An 18-foot-deep chamber, which will be covered up later, will house the pumps for the nearly $800,000 project.

By Donald Wittkowski

“Do you want to see something really cool?” Christopher Mathis asked.

He walked past a chain-link fence and pointed downward to a big, box-like chamber descending 18 feet into the ground.

Mathis, supervisor of Mathis Construction Co. Inc., and his workers started digging the chamber last week at the bay end of 38th Street for what will be Sea Isle City’s first pumping station.

The nearly $800,000 project represents another facet of Sea Isle’s strategy to protect flood-prone areas from stormwater.

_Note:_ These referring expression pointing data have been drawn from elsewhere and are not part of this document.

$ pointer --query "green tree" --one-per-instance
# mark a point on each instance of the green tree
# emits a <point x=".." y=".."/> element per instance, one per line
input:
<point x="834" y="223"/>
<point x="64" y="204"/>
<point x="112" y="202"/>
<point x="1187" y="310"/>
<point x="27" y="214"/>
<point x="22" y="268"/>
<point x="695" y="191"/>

Long frustrated with the flooding that inundates their neighborhood, homeowners on 38th Street and the adjacent Sounds Avenue are relieved to hear that the project is finally underway after more than a year of planning and discussion.

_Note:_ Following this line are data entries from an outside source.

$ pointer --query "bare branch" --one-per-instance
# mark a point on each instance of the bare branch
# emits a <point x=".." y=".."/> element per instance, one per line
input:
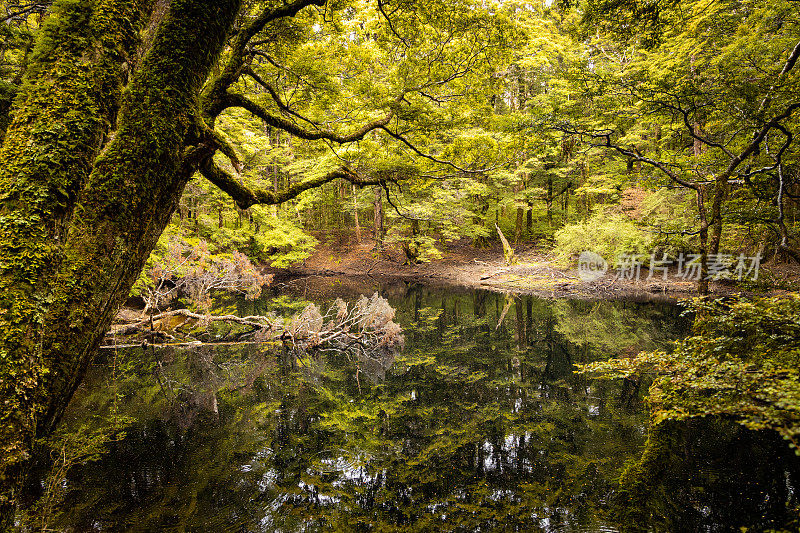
<point x="246" y="197"/>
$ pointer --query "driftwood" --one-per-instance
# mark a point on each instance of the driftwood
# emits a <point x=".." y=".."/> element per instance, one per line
<point x="366" y="328"/>
<point x="508" y="251"/>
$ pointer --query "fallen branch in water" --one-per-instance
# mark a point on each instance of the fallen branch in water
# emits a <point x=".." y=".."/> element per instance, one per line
<point x="365" y="327"/>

“I’m just hopeful that it resolves the flooding problem for us. I personally don’t have anything negative to say about this. I think it’s only going to help us,” said Lou Gryga, a summer resident of Sounds Avenue who has acted as a spokesman for the neighborhood

Mathis Construction, of Little Egg Harbor Township, was awarded a $789,580 contract to build the pumping station. Christopher Mathis was unsure when the project will be completed, but Gryga said he has heard it should be done within a month to six weeks.

Mathis Construction Co. Inc., the project’s contractor, is using heavy machinery to build the pumping station at the bay end of 38th Street.

The pumping station is designed to intercept floodwater and channel it back into the bay much faster than it would normally take after a coastal storm.

“I’ve worked around these for a long time and they seem to work very well,” Mathis said of pumping stations he has built in other towns.

Although the pumping station is regarded as a dramatic improvement, it will not stop flooding in major storms, Sea Isle Business Administrator George Savastano said in an earlier interview.

The pumping station and other anti-flooding improvements to 38th Street and Sounds Avenue have broader implications. The neighborhood will serve as an example of how city officials intend to protect the entire low-lying barrier island from coastal storms in decades to come.

Savastano estimated that perhaps as many as half a dozen other pumping stations may be built throughout Sea Isle in flood-prone neighborhoods.

Responding to complaints from residents, Sea Isle has already added a series of flood-control measures along 38th Street from Central Avenue to Sounds Avenue, including an approximately 4-foot-high rock wall that is designed to hold back stormwater surging out of the surrounding marshlands.

Primarily, the rock wall runs along both sides of 38th Street from Sounds Avenue heading toward Cini Street. It also extends to the dirt end of Sounds Avenue next to the marshlands and a portion of Kneass Street between 38th and 39th streets.

Rock walls, like this one running along the side of 38th Street, help contain flooding that seeps out of the marshlands.

Noting that flooding seems to be getting worse from the marshlands, Gryga said that he plans to ask the city to install even more of the rock walls – also known as berms – to serve as a first line of defense for the bayfront homes lining Sounds Avenue.

“These berms they’ve put in are helpful as well,” he said in an interview Sunday. “But we’re going to take one thing at a time. It’s very exciting.”

Last June, the city completed the repaving of 38th Street from Central Avenue to Sounds Avenue. The street was regraded and repaved to even out its undulating surface caused by the construction of a new stormwater pipe leading to the bay.

Construction of the pumping station is next. Although a gaping, 18-foot-deep hole has been dug now for the pumping station’s chamber, it will be filled over and the bay end of 38th Street will be repaved when the project is completed. The three pumps comprising the station will be under the street, completely out of view from homeowners, Mathis explained.

The only thing that will be visible will be an electrical panel mounted on a 7-foot-high platform, he said. The panel will contain the controls for the pumping station.

At least one homeowner has asked whether the pumping station will make a lot of noise when it is working, Mathis noted.

He assured it will be relatively quiet.

“It will be nothing anybody will be annoyed about. You might hear the water splashing around the pipe when it’s turned on,” Mathis said about the sound the pumping station is expected to make.